Há uma semana, as prateleiras da cozinha da família Barros estavam vazias. Agora, os armários estão cheios de mantimentos, depois que Miguel, de 11 anos, ligou para a polícia desesperado para informar que não tinha "nada para comer".

O menino comoveu o país na terça-feira passada após se comunicar com o serviço de emergência. Durante três dias, sua mãe só pôde oferecer a ele e seus irmãos farinha de milho e água.

Quando o atendente lhe perguntou qual era sua emergência, o menino respondeu: "Seu policial, aqui... É porque aqui em casa não tem nada para a gente comer."

Uma viatura foi enviada à casa da família em Santa Luzia, periferia de Belo Horizonte, em Minas Gerais.

Os agentes pensaram que poderia ser um caso de negligência, mas ao chegar ao local se deparam com uma situação cada vez mais comum no país: uma mãe que luta para alimentar os filhos enquanto os preços dos alimentos sobem e a renda diminui. 

Os oficiais foram ao supermercado e retornaram com uma cesta básica de alimentos, além de doações do dono do estabelecimento.

A história de Miguel foi parar na imprensa e logo viralizou.
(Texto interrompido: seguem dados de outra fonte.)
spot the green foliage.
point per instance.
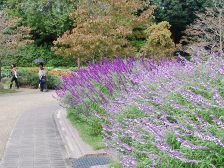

Então, as doações começaram a chegar de todo o Brasil e também de fora, lotando a cozinha da família. 

"Veio muita comida diferente, que eu nem sei quais eram", conta Miguel, sorrindo, ao abrir o armário cheio.

- "A fome dói" -

Célia, mãe de Miguel, tem 46 anos e é solteira. Ela tem oito filhos, seis deles ainda vivem com ela. Ela costumava "fazer bicos", mas com a pandemia ficou desempregada.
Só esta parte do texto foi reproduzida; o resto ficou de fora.